The meeting took place about forty minutes away, roughly the triangulation point to a couple of nearby small towns and one smaller one. That third one gets identified as a "community" by Wikipedia, which doesn't bother to comment on its population. I can only surmise it wasn't worth anyone's effort to find out, though I suspect they could be counted fairly quickly.
The yard where we met strived for rustic, a secluded lawn beneath summer blue skies. We sat, spaces between, near a small summer house and a sizeable pond with a flower jet fountain. It felt like the sort of occasion where one should be eating smoked duck.
Well, one always forgets to bring something.
Neither my wife nor I knew any of the others, save for JC. One participant was an actor. She delivered a couple of monologues, dramatically in character. My wife sang. The others read poetry. I was the only prose writer. I read a piece of flash fiction I recently wrote for a contest. A small and conventional sort of piece, it contrasts nicely with the slipstream craziness of my forthcoming book.
The dogs stirred and barked.
Someone arrived late and read a rant against our desire for perfection. I considered it a highlight of the afternoon.
A lot of what we heard, predictably, drew heavily on the current state of the world.
Last week, I entered my physical workplace for the first time since March. You may have heard about that Oklahoma City school where they took down a wall in 2015, and discovered it had been bricked up over a chalkboard no one had erased. The drawings and lessons from autumn, 1917, and an enigmatic list of students' names, all remained intact. Locals scrambled to preserve the board as an archaeological relic. Walking the halls and sitting at my desk reminded me a little of that.

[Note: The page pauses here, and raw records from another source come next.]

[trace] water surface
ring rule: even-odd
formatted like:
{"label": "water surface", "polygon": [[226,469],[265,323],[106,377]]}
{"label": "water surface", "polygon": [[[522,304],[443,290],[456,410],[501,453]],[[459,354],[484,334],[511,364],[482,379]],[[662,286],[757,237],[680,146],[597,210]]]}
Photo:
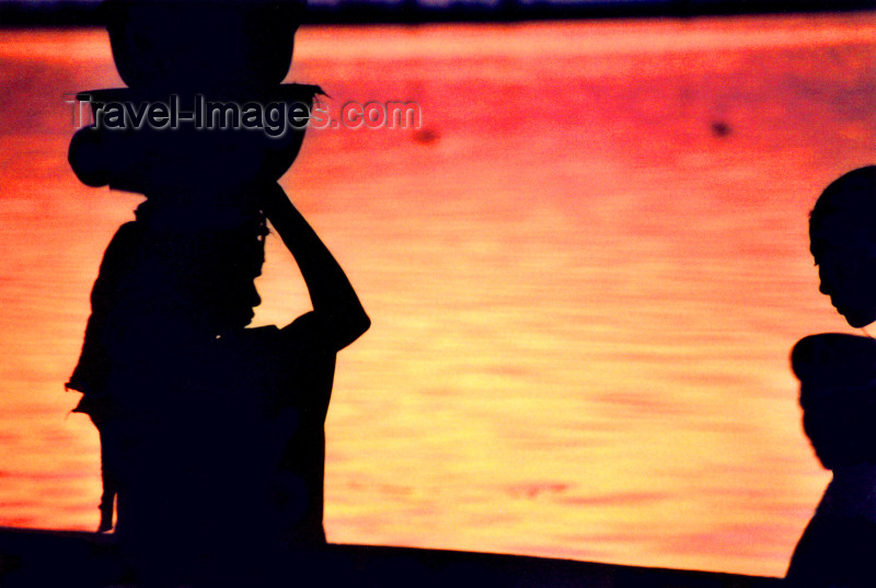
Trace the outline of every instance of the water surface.
{"label": "water surface", "polygon": [[[806,216],[876,159],[875,33],[302,31],[290,80],[425,125],[313,131],[283,181],[373,320],[339,359],[330,540],[783,574],[828,481],[787,354],[849,330]],[[0,33],[0,524],[97,523],[62,383],[139,198],[78,183],[64,94],[119,84],[103,32]],[[276,239],[258,287],[260,324],[308,308]]]}

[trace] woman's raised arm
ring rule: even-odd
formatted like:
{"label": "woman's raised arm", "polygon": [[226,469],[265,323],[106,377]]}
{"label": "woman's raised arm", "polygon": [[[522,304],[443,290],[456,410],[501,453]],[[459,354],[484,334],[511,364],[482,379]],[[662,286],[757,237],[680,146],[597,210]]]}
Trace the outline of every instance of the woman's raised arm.
{"label": "woman's raised arm", "polygon": [[283,188],[272,183],[261,192],[265,215],[307,284],[318,335],[334,350],[343,349],[368,331],[371,320],[337,261]]}

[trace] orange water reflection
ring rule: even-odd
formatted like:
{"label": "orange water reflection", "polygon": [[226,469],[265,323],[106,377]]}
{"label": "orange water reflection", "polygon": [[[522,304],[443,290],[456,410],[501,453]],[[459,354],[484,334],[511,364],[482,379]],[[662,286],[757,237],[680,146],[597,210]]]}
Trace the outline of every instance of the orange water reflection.
{"label": "orange water reflection", "polygon": [[[781,575],[827,482],[787,351],[843,330],[805,219],[874,160],[874,33],[302,31],[292,78],[428,128],[314,131],[284,180],[373,319],[330,411],[331,540]],[[0,524],[91,529],[96,435],[61,384],[138,198],[73,177],[62,94],[120,82],[104,33],[0,35]],[[307,308],[287,255],[260,323]]]}

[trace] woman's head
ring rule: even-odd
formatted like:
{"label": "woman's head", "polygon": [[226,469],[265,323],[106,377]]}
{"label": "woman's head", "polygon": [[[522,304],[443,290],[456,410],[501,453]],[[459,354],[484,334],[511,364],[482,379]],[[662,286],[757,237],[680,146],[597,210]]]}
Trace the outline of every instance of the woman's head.
{"label": "woman's head", "polygon": [[850,325],[876,321],[876,166],[843,175],[809,216],[820,290]]}

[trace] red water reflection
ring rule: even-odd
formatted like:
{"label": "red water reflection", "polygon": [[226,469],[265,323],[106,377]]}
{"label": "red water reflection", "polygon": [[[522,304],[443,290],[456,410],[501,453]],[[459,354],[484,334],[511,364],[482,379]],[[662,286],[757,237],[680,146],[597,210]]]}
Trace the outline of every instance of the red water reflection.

I'll be returning again this coming week though, for the most part, I will continue to work from home.
Protests continue in the streets and, inevitably, some people turn to violence. Recently the controversial, retired Roman Catholic Archbishop Carlo Maria Viganò sent an open letter to the current occupant of the White House, whom he sees as the only defence against the coalition of Deep State Operatives and assorted "Children of Darkness" who plan to institute the Freemason-inspired New World Order, and have organized the protesters as a part of their Evil PlanTM. Obviously, people wouldn't ever be genuinely upset about anything like, say, the killing of innocents or the degradation of whole classes of people. Sort of like how the by-then defunct Bavarian Illuminati caused the French Revolution or Rasputin single-handedly engineered the the end of the Czars. In any case, His Eminence posits that the same cabal also orchestrated the response to the current pandemic.
The American president tweeted positively about the epistle.

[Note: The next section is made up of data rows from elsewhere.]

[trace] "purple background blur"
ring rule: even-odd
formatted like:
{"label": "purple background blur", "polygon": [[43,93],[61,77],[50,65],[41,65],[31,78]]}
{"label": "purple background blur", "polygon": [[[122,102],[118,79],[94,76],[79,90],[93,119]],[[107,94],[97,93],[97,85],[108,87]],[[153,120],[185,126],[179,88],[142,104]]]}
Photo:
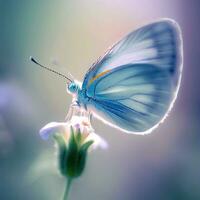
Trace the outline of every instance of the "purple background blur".
{"label": "purple background blur", "polygon": [[184,42],[183,78],[170,116],[147,136],[95,120],[109,149],[90,154],[70,199],[199,200],[199,8],[197,0],[1,0],[0,199],[55,200],[63,193],[53,143],[42,141],[38,131],[64,120],[71,97],[62,79],[29,56],[82,80],[123,35],[168,17],[180,24]]}

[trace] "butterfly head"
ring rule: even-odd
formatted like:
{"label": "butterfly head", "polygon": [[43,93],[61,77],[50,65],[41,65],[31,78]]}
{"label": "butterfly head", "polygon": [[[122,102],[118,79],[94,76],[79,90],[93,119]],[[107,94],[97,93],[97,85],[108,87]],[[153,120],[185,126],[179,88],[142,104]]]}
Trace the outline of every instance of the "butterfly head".
{"label": "butterfly head", "polygon": [[79,90],[80,90],[80,86],[78,83],[75,83],[74,81],[72,81],[67,84],[67,91],[70,94],[77,94]]}

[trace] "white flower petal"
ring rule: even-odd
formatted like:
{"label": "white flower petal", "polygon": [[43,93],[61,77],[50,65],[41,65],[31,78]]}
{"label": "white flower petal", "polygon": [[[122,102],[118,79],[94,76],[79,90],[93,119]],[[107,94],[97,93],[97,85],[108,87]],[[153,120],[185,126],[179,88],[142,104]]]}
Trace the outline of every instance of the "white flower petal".
{"label": "white flower petal", "polygon": [[108,148],[108,143],[99,135],[96,133],[90,133],[89,136],[87,137],[87,141],[93,140],[94,143],[92,144],[92,149],[96,149],[98,147],[102,149],[107,149]]}

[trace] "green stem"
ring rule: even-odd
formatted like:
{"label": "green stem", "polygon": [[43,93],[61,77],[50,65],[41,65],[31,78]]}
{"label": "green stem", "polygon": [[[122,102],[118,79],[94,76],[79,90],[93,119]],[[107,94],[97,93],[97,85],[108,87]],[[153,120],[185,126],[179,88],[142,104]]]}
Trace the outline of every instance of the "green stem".
{"label": "green stem", "polygon": [[65,193],[64,193],[64,196],[63,196],[63,200],[68,200],[71,183],[72,183],[72,179],[68,178],[67,184],[66,184],[66,187],[65,187]]}

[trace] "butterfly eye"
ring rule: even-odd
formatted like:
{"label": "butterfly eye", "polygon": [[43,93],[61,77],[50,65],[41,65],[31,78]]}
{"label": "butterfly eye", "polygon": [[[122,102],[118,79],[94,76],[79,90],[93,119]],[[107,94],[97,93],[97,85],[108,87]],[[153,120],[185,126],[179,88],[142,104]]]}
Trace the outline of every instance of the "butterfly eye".
{"label": "butterfly eye", "polygon": [[75,83],[70,83],[69,86],[68,86],[68,91],[70,93],[76,93],[77,85]]}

Decades ago, Kathleen Oliver complained it was hard to write satire because real life kept generating situations that were far more ridiculous than anything she could come up with. If you wrote (say) Viganò as a fictional character, many conservative Catholics would feel unfairly parodied.

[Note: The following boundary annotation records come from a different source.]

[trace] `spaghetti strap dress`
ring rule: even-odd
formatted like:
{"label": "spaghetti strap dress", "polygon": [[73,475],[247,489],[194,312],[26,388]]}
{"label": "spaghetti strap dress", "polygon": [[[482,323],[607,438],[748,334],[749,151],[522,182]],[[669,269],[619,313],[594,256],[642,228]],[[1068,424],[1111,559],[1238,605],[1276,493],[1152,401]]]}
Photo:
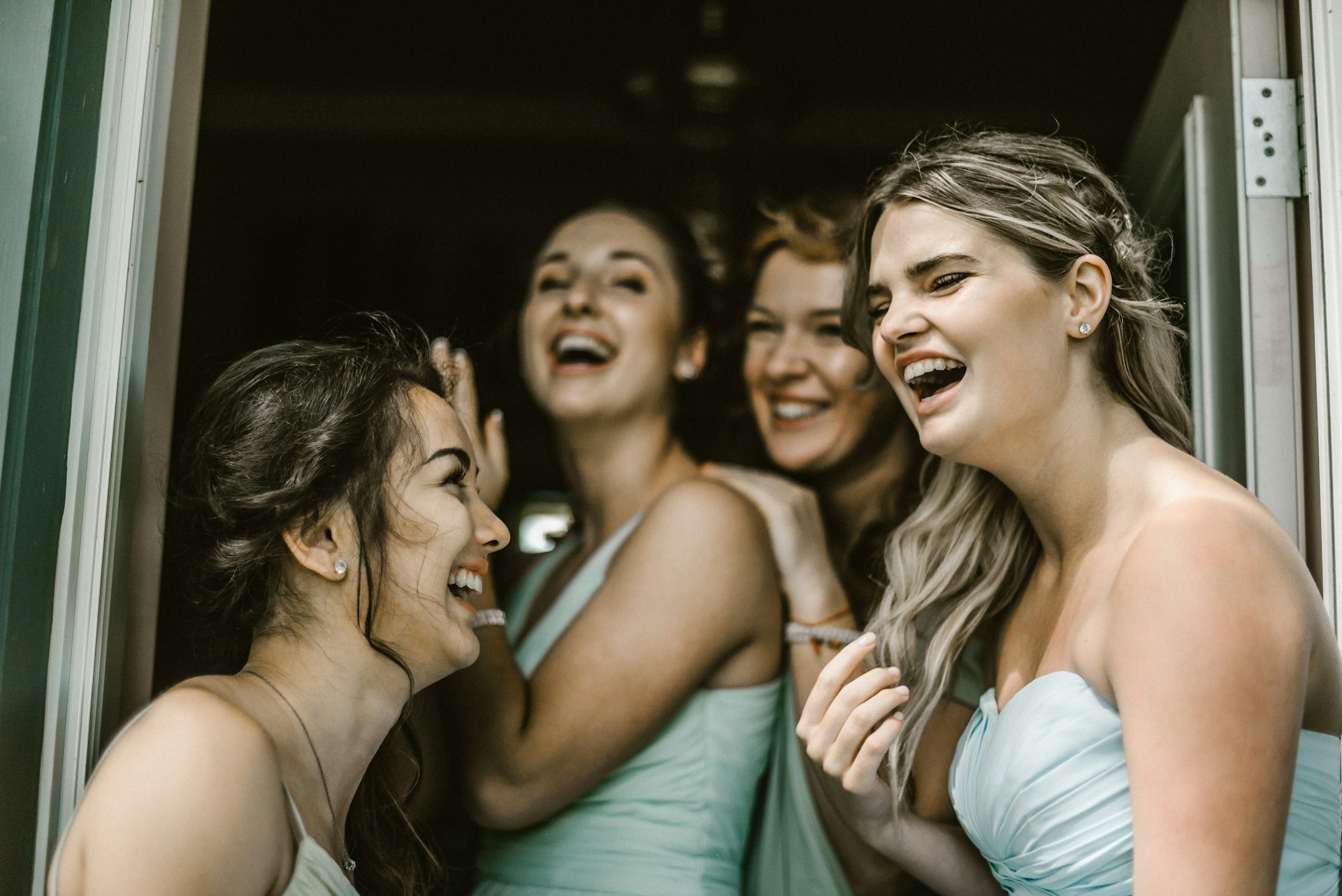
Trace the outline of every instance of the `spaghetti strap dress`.
{"label": "spaghetti strap dress", "polygon": [[[612,534],[518,642],[537,590],[574,541],[522,579],[506,630],[523,675],[588,605],[639,522],[641,514]],[[781,680],[696,691],[651,743],[562,811],[523,830],[487,832],[475,895],[738,896],[780,691]]]}
{"label": "spaghetti strap dress", "polygon": [[[973,638],[957,667],[951,696],[976,707],[982,692],[982,642]],[[769,767],[750,834],[746,896],[854,896],[811,793],[808,759],[797,739],[796,706],[789,673],[774,715]],[[931,893],[917,881],[910,881],[907,892]]]}
{"label": "spaghetti strap dress", "polygon": [[[153,706],[153,704],[150,704]],[[117,736],[111,739],[107,748],[102,751],[103,758],[111,752],[117,742],[121,740],[130,728],[149,712],[149,707],[145,707],[137,712],[130,722],[127,722]],[[93,783],[94,775],[98,774],[98,767],[102,766],[102,759],[98,761],[98,766],[94,767],[93,775],[89,775],[89,783]],[[298,849],[294,852],[294,872],[289,877],[289,885],[285,887],[280,896],[358,896],[358,891],[354,885],[349,883],[345,873],[341,871],[331,854],[322,849],[322,845],[311,838],[307,833],[307,828],[303,825],[303,817],[298,814],[298,806],[294,803],[294,798],[289,794],[289,786],[283,781],[279,786],[285,790],[285,801],[289,803],[289,813],[295,833],[298,834]],[[70,825],[66,824],[64,832],[60,834],[59,842],[56,842],[56,850],[51,857],[51,871],[47,875],[47,896],[56,896],[56,875],[60,872],[60,856],[66,848],[66,837],[70,834]]]}

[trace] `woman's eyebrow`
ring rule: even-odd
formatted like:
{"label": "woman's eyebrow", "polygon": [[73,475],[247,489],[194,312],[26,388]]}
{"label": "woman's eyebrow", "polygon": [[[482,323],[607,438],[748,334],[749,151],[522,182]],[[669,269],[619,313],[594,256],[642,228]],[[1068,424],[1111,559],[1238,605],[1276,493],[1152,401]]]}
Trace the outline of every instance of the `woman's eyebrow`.
{"label": "woman's eyebrow", "polygon": [[927,271],[933,270],[939,264],[945,264],[946,262],[962,262],[968,264],[978,264],[978,259],[976,259],[973,255],[965,255],[962,252],[943,252],[942,255],[934,255],[930,259],[923,259],[917,264],[910,264],[909,267],[905,268],[905,274],[909,276],[910,280],[915,280]]}
{"label": "woman's eyebrow", "polygon": [[456,457],[459,461],[462,461],[463,467],[466,467],[467,469],[471,468],[471,456],[466,453],[466,451],[462,448],[439,448],[432,455],[425,457],[424,463],[421,463],[420,467],[427,467],[439,457]]}
{"label": "woman's eyebrow", "polygon": [[623,262],[625,259],[633,259],[636,262],[643,262],[650,268],[656,270],[656,266],[652,263],[652,259],[650,259],[647,255],[643,255],[641,252],[635,252],[633,249],[616,249],[616,251],[611,252],[611,260],[612,262]]}

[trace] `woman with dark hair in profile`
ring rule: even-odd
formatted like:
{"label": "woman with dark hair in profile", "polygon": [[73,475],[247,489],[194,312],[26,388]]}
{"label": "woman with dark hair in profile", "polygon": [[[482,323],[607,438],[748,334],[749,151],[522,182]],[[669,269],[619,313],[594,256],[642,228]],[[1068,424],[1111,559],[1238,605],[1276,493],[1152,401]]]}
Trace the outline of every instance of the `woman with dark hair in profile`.
{"label": "woman with dark hair in profile", "polygon": [[[860,221],[845,334],[935,460],[868,636],[797,726],[849,824],[973,873],[907,794],[988,625],[994,687],[950,795],[1000,887],[1335,896],[1337,637],[1272,515],[1189,453],[1181,334],[1122,189],[1062,139],[950,134],[883,172]],[[844,684],[874,648],[902,672]]]}
{"label": "woman with dark hair in profile", "polygon": [[654,211],[590,208],[537,256],[522,373],[577,526],[506,626],[488,589],[472,598],[499,625],[443,687],[468,809],[491,829],[479,895],[741,892],[782,621],[764,522],[672,424],[706,362],[709,298],[690,231]]}
{"label": "woman with dark hair in profile", "polygon": [[260,349],[201,397],[174,500],[200,594],[250,655],[109,746],[50,893],[429,887],[403,794],[369,763],[415,691],[475,659],[462,598],[509,537],[427,341],[381,329]]}
{"label": "woman with dark hair in profile", "polygon": [[[917,500],[925,459],[894,393],[883,381],[872,384],[879,373],[843,342],[844,266],[856,211],[856,200],[831,197],[766,212],[746,271],[742,369],[754,424],[773,464],[809,488],[714,467],[764,512],[793,622],[790,675],[747,865],[747,889],[760,896],[921,892],[847,828],[813,781],[794,734],[801,700],[821,667],[843,638],[858,637],[880,597],[880,549]],[[978,657],[966,655],[922,743],[913,807],[925,818],[954,824],[946,771],[981,693]]]}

A pond away, North and South Korea continue to remind us that, technically, they're still at war. And, it must be mentioned (though the western media frequently fails to mention it), India and China aren't getting along. A person who grew up during a certain other Cold War between nuclear powers cannot help feeling a trifle nervous. Visions of Slim Pickens riding that bomb to Armageddon dance in our heads.
Nearby, yet another small town is experiencing a gypsy moth caterpillar infestation.
And my bad knee is acting up.
Much of what people wrote and read was influenced by the imperfections and atrocities of the global situation. Nevertheless we felt, for a time, sheltered.